Climbed 5 pitches of Grooved Arete to get to this, then set off round the right-hand side of the arete up to a flake for Kirkus's route. Up from the flake looked rough and mossy with no wear so went directly left round the arete through an over-hang.
Found myself in a bottomless v groove, right hand pulling out under a rough canine, right foot on a delicate incut, left foot stuffed into the rubbish v groove ending in fresh air, left hand probing round a corner for positive but inadequate finger pulls. My last gear was before I'd come round and I wasted valuable calories trying in vain to get something in above me to no avail, dropping the biner with nuts 1-6 in a fit of feeble pawing. I did not fancy falling here as the rock was very rough and the arete under the overhang very sharp. I spent a long time here trying all lack of options and just before I became totally spangled managed to reach sanctuary.

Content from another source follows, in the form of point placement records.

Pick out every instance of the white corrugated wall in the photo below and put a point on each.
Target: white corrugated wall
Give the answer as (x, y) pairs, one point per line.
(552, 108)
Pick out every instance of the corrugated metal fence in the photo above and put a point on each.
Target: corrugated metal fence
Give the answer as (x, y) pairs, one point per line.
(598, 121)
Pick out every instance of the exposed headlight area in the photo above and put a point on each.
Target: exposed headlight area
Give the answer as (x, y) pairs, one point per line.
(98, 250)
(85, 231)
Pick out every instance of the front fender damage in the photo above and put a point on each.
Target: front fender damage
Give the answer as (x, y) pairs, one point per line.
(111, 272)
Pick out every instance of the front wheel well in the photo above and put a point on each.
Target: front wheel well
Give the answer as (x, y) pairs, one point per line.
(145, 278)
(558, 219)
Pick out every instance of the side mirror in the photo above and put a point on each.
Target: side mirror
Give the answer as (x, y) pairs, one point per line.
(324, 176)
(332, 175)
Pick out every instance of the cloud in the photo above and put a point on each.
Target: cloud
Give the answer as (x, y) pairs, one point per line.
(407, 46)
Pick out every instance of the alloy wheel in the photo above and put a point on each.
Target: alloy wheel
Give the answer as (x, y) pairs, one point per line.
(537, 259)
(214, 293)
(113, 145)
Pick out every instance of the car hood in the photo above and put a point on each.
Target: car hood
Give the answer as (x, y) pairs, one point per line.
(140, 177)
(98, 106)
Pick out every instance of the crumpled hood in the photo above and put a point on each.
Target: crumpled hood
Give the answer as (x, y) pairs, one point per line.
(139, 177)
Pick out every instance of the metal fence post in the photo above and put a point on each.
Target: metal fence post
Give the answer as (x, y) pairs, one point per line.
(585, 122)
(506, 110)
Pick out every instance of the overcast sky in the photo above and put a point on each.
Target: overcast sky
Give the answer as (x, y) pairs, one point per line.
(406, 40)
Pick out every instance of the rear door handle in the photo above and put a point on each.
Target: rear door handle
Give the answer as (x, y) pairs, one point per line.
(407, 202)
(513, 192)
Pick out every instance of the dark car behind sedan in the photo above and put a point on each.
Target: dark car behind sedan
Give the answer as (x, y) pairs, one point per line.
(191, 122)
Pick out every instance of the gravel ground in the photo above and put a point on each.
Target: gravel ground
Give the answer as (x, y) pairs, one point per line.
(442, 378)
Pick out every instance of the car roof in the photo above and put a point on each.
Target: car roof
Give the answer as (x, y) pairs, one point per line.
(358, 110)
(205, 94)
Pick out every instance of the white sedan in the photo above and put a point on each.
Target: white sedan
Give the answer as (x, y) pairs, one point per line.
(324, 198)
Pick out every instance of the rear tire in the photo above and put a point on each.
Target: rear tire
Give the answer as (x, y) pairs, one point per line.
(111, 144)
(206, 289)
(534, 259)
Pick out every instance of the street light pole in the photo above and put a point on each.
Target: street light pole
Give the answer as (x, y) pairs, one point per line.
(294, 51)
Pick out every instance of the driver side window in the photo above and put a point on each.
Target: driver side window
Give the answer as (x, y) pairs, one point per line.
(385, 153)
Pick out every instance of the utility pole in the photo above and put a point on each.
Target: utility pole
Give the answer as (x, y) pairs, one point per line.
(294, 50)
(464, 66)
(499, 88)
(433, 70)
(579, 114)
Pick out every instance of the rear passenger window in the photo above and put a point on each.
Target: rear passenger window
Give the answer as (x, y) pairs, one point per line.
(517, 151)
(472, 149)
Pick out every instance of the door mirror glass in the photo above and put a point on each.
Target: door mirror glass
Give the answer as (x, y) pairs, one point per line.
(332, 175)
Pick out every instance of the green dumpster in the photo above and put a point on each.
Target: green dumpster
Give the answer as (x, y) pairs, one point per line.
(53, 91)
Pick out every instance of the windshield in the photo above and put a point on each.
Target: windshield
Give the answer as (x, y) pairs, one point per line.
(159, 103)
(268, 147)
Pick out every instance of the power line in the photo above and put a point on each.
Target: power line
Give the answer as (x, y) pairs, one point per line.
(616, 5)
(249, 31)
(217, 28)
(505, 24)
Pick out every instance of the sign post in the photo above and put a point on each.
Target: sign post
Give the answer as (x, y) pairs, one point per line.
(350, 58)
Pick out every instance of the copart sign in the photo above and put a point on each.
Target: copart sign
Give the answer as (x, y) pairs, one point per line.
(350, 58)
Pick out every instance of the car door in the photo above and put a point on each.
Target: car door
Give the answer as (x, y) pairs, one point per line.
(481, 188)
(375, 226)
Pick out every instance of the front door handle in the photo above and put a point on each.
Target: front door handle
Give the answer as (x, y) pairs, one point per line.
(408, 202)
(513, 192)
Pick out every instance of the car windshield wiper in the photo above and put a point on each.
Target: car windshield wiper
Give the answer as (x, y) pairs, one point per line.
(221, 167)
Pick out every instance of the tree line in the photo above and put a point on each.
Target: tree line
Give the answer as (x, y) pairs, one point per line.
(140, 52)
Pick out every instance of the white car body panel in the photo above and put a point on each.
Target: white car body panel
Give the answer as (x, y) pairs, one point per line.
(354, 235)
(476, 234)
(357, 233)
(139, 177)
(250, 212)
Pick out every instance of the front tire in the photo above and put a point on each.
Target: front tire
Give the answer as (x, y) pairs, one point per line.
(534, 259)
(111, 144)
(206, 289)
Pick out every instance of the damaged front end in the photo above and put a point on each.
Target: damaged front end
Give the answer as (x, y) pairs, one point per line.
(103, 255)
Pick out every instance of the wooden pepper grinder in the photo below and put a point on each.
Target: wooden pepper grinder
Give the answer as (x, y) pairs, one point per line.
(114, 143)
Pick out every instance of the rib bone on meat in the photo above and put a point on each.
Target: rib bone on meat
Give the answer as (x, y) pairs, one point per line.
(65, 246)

Attempted to regain the arete above but needed a rest so traversed over to the belay on The Haven on Grooved Arete. Decided against bringing Jenny up where I'd come so pulled the ropes through one at a time and chucked them back down free of the gear.
Bailed on the hollow slab above and took the offer of a top-rope from my new friend Trevor, who we just met on the Haven.
2nd pic shows the suspect slab and the arete with the overhang at the bottom that I got stuck under.